Pm me for your choice of some of my equipment.   

Cooking equipment is better than mere money.....and I don't want my activities to be publicized.


----------



## kitchenelf (Apr 21, 2005)

lol chocolatechef - yes - kitchen stuff is much more prized than money - but not to worry - I never tell on my friends anyway - I was gonna ask for the money first then leave the country


----------



## choclatechef (Apr 21, 2005)

kitchenelf said:
			
		

> lol chocolatechef - yes - kitchen stuff is much more prized than money - but not to worry - I never tell on my friends anyway - I was gonna ask for the money first then leave the country


 
Thanks -- I guess my bluff worked!   

I wasn't really gonna give up the stuff!


----------



## kitchenelf (Apr 21, 2005)

No fair playing MY game!!! lol  I wouldn't give it up either - it would be like giving up a part of your family.  People don't understand why I don't loan cookbooks.  I've had too many not returned.  And it's hard for me to let anyone borrow any of my large stockpots too - or just about anything out of my kitchen lol - I know exactly how you feel.


----------



## Charlotte (Apr 21, 2005)

KE, took MANY Years of lending favorite books and NOT getting them back before I started a small notebook last year - now I write in it every time I lend someone a book or when I borrow one from someone... and there are MANY I will never lend! I don't have enough in my cookbook collection yet, only 64 books so far... and I did cull my cookbooks a few months ago... had outgrown a few...


----------



## kitchenelf (Apr 21, 2005)

Culling cookbooks - that must have been  hard to do even if you outgrew them - I could get rid of some of mine though I think.................I think.


----------



## Michael in FtW (Apr 21, 2005)

I could only get rid of a cookbook if it was REALLY crappy .... humm ... actually ... I do have a couple of those that I haven't tossed ...


----------



## kitchenelf (Apr 21, 2005)

I have a couple of those too Michael - I'd have to do it REALLY fast before I thought about it though.  I stand at around 300 and am running out of room. I'm still a "baby" to the great collectors of the world but I'm still running out of room!


----------



## Charlotte (Apr 22, 2005)

Well my mom has quite the collection - when she still had her house she had over 3000 and now she has about 500 left... I did get a few of those and I passed them on... I also did get gret books from some good friends and have kept them. I understand how hard it is to part with cookbooks, it's easier to give them to family and friends... that way they know what we liked about the books. 
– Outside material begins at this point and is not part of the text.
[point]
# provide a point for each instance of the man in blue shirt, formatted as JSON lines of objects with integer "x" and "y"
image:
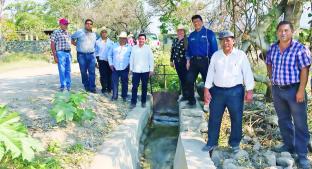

Decluttering is really hard to do, especially when it's time to do it with our books...


----------



## ChocoGirl1 (Apr 22, 2005)

CAke, cookies and the bubblie this sounds like my kind of group! I am the 3.000 member . . . thanks for the party the herbal tea was great!

I am WendieJ. friend of Charlotte actually I just came back from her place. Had a nice visit and some yummy banana bread @ midnight. BTW, I am from Ontario, CAnada near the Falls


----------



## Charlotte (Apr 22, 2005)

You made it!!!!

WOOHOO She is here folks!!

the 3000th member!!!


WELCOME my friend!!!

Jocelyne
Hey what about the tiramisu??? wasn't it great too???


----------



## kitchenelf (Apr 22, 2005)

We need to add on folks - our home needs a few more rooms and kitchens and libraries filled with cookbooks.  Glad you made it!!!!!!!  

Welcome home!


----------



## Charlotte (Apr 22, 2005)

kitchenelf said:
			
		

> .. libraries filled with cookbooks.


 

...as long as you make sure some good cookbooks are strewn about in each and every room, ready to be grabbed for inspiration at any moment!

Jocelyne


----------



## Heat (Apr 22, 2005)

*Welcome Chocogirl1 (wendiej)*

Yeah was a good party was'nt it!!  And, hey you outta introduce yourself in the introductions and birthday section too! Nice to have you here.


----------